Search code examples
sqloutputpentahoetlkettle

Using Pentaho Kettle, can I input data to database tables and generate joins without combining datastreams beforehand?


I have found this question and answer already, and together they provide most of the answer to my problem, in format entirely intelligible to a complete novice!

I have an additional query to hopefully fill in some of the gaps in both my process and my understanding:

I have a series of XML files each containing all the information for a single person, instead of a single CSV containing multiple people, as the salient input. This information requires splitting and manipulation, so I have multiple streams in my Kettle transformation to reflect this (and will have a 'for each file' loop set up in the parent Job to handle multiple files).

To use the method outlined in the selected answer to import my processed data from a person file into a database, do I need to recombine my many processed datastreams into several streams within which all the data to be joined resides, or is there an alternate way of approaching this?

i.e. If I have datastreams A, B, C, D & E in my Kettle transformation, and within my database A is joined to B & C, and D to E, do I necessarily need to combine streams A, B & C into one stream and D & E into another?

Thanks in advance


Solution

  • Update: I have now solved this issue.
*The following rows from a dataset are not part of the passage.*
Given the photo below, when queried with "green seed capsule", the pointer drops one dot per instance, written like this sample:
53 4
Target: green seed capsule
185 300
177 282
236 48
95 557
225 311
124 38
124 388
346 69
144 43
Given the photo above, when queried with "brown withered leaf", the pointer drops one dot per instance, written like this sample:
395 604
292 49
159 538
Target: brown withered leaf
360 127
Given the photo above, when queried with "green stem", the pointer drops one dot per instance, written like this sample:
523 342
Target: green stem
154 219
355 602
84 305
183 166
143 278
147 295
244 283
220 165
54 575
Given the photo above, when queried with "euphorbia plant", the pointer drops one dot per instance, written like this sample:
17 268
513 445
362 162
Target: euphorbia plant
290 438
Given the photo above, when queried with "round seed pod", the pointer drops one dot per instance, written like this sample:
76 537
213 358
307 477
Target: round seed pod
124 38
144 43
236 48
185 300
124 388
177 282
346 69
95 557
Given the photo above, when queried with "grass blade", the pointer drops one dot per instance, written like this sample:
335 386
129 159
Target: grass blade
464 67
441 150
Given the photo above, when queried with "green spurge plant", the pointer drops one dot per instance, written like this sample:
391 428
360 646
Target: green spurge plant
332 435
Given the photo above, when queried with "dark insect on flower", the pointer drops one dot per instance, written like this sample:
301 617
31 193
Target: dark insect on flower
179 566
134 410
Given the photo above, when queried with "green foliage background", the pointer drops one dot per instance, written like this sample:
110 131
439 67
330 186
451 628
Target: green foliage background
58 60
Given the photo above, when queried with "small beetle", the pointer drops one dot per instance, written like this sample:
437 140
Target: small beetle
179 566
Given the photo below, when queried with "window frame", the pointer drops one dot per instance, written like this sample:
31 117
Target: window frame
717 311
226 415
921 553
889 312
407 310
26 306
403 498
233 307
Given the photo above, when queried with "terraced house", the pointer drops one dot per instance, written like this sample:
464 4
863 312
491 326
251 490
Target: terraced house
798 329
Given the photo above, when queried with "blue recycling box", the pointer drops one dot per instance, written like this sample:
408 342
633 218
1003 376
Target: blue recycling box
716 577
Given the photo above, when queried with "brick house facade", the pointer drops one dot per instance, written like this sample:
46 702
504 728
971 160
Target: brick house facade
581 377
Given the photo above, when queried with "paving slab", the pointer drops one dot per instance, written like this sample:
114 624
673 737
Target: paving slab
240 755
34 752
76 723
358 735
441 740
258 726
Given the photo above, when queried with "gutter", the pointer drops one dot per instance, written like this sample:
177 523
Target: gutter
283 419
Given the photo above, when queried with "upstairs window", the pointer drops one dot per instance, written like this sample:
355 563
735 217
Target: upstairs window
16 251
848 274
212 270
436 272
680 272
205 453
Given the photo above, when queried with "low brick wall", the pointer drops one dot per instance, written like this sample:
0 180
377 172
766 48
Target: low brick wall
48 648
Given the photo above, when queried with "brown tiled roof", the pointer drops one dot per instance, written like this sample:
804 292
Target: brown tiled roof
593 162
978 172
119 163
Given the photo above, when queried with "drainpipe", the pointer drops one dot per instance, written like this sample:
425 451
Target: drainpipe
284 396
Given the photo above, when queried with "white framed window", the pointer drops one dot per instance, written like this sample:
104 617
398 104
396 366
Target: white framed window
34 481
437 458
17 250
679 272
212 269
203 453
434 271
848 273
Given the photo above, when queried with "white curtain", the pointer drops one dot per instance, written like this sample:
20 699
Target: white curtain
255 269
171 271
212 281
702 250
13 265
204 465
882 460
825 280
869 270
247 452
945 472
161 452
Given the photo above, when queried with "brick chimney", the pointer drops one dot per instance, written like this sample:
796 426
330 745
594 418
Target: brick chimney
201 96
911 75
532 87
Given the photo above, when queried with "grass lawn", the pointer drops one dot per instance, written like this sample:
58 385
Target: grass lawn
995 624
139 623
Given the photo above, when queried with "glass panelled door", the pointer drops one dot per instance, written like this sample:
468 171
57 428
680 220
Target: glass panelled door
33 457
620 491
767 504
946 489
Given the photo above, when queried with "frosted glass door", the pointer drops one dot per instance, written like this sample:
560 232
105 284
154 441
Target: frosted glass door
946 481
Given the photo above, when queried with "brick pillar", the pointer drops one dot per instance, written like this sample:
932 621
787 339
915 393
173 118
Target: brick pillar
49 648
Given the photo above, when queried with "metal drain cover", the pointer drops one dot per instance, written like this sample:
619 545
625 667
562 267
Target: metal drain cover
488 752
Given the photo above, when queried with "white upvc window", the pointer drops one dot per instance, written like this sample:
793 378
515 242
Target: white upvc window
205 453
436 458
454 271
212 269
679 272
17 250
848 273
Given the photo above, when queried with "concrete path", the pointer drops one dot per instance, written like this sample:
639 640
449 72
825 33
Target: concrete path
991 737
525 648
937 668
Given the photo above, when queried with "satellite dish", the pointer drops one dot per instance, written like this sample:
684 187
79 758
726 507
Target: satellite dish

To do so involved (as many problems) coming at it from a different direction, but I'm adding my solution to possibly aid a similarly unskilled Kettle user:

    I used the operator outlined in the linked question (combined insert/update) to insert/update the data into my 'outermost' tables for each file (streamed using the StAX operator), my schema being much akin to a spider's web, with a nodal 'core' table of unique information for each file, branching off into tables where I aim to store single incidences of data common to many files, e.g. country.

    The data streams in my transformation now being in the database, I join streams incrementally (e.g. place+city+country streams after processing and insertion are related to generate a location entity in a location table) producing the requisite relationships. This eventually results in producing join tables from e.g. my location table to the 'core' table, such that all the disparate data for a given XML file is appropriately connected.